The Naga healing knowledge system, like many indigenous traditions, is a living tapestry of ecological, spiritual, and communal relationships that has endured centuries of colonial and post-colonial assaults. The state’s one-day documentation program, while framed as preservation, exemplifies the extractive logic of neoliberal governance, where knowledge is treated as a resource to be archived and commodified rather than a right to be upheld. This approach mirrors historical patterns of assimilation, from British suppression of Naga practices to the Green Revolution’s erosion of biodiversity, while ignoring the role of extractive industries in degrading the very ecosystems that sustain medicinal plants.
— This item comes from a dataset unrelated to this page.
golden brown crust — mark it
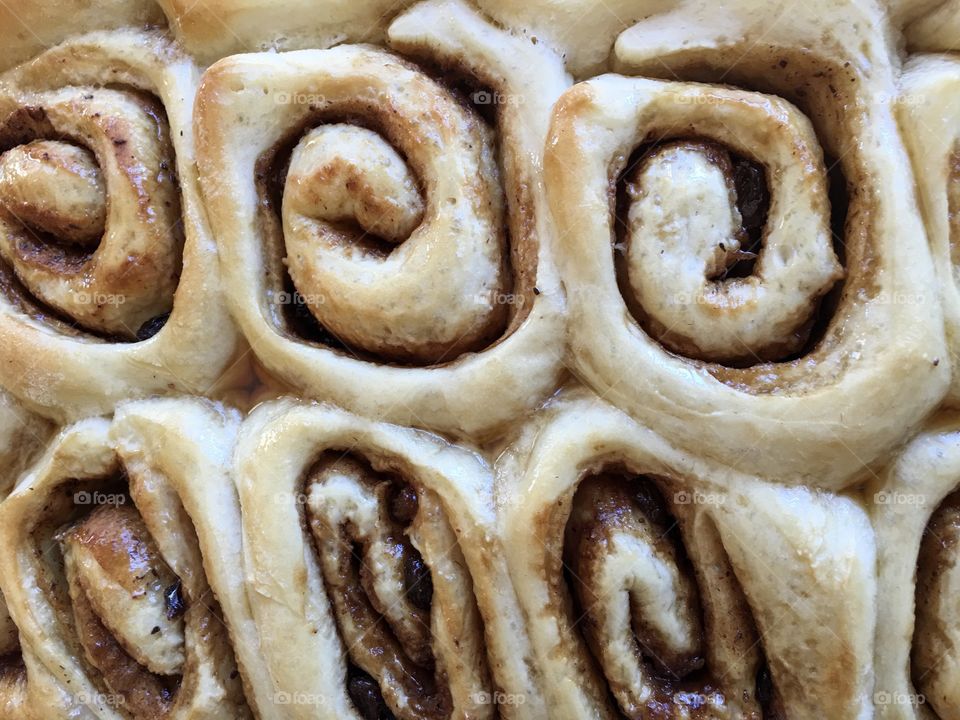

True revitalization requires reversing this extractive framework: land restitution, community-led governance, and legal recognition of indigenous knowledge as a sovereign right—not a state-managed artifact. The solution pathways outlined above demonstrate that systemic change is possible when marginalized voices, particularly indigenous women healers, are placed at the center of both preservation and innovation.